Real boobs, on the other hand, are amorphous, unpredictable, spontaneous and free-spirited. They can take any shape one might desire. You can achieve the bounding cleavage with the quick purchase of a slightly ill-fitting, but mesmerizing miracle bra. If you want to look classy and turn down the sex-kitten, you can wear a full cup, minimizing bra, letting them fall into a more natural habitat.
When it is time for a mammogram, they can be flattened like uncomfortably soft, revealing plates and then bound back to their former shape. Doctors can poke and prod and check for more lumpiness than is usual with ease as the fat and skin provide little resistance for this medical fondling.

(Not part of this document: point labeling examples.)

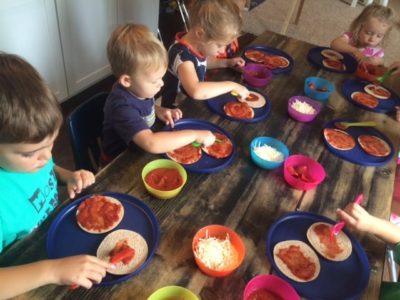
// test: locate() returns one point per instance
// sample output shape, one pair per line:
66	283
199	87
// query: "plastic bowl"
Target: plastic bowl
315	171
369	72
163	163
314	86
265	140
257	75
270	283
299	116
220	232
173	292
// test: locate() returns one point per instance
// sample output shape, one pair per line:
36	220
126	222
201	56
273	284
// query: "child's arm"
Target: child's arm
203	90
165	141
83	270
359	219
76	181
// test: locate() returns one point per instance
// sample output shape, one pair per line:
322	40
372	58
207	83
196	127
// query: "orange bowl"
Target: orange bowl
220	232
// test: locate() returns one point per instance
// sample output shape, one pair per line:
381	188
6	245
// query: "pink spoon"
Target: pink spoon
339	226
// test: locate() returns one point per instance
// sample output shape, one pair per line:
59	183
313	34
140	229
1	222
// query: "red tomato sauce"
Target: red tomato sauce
164	179
263	295
332	248
300	265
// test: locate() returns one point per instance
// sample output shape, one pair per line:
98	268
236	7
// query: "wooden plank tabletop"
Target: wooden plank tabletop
244	197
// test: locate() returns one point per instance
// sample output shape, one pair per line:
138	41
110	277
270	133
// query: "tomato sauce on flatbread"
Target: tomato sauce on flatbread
239	110
185	155
221	148
339	139
374	145
99	214
365	99
164	179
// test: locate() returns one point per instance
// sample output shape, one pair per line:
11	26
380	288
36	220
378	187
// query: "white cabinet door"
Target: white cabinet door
29	29
85	27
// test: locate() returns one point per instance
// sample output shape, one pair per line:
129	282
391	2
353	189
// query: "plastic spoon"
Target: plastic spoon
339	226
345	125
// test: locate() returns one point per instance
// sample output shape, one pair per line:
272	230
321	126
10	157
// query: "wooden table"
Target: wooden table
244	197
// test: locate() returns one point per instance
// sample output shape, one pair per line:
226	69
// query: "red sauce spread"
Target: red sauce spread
164	179
332	248
97	213
300	265
263	295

Real boobs are as beautifully asymmetrical as any organic sculpture. It may be slight or glaring. The right may hang left while the left remains in place. A video entitled “Breasts” featured a lefty that was long and straight while the other was short and round, a backward ten. For most of us the difference is imperceptible and at times convenient. A comedian noted that as a right-handed man, he was happy to note that his girlfriend’s left breast was just a hair more than a handful, while the other was a full hand.
Each pair is unique in size and shape. From childhood to womanhood to motherhood to death, they tell the story of life and age and change. These supple ever-changing masses of fat belie our matriarchal histories. They hint at the shapes of our mothers, grandmothers, great-grandmothers and sisters. They also resemble a cultural history. Different women, from different countries have different circumferences and colors common to their soil.
I love that as I move in activities, they move. I must wear a sports bra to pin them as flat as I can when I run, but I can spill them into a lacy holster when the job is done. They easily go from day to night. I can morph my breasts to fit various outfits. In pajamas, I laugh as they disappear and spread out imitating the same form as my sleeping body. As I wake up, I awe as they have bigger days and smaller. I enjoy meeting these creatures anew in their various daily manifestations. What will they be today? Perky, hidden, small, cold, relaxed, swollen, heaving, sexy?
As I get older, I shed a slight tear when I reminisce about my breasts at 16 and then at 20. I get lost in the memory of their heyday when a bra was unnecessary and they most closely resembled the fantasy breast of the plastic modern age. But generally, I feel joy and curiosity as they evolve.
Please don’t consider this ode an indictment or a judgment of the fake. I have real ones, so of course my affection lies on their side. Perhaps, however, as the years pass and my life changes and my titties sag, I will dive into the plastic surgeons office, bare it all and bid farewell to my 100% real, fantastic, beautiful breasts.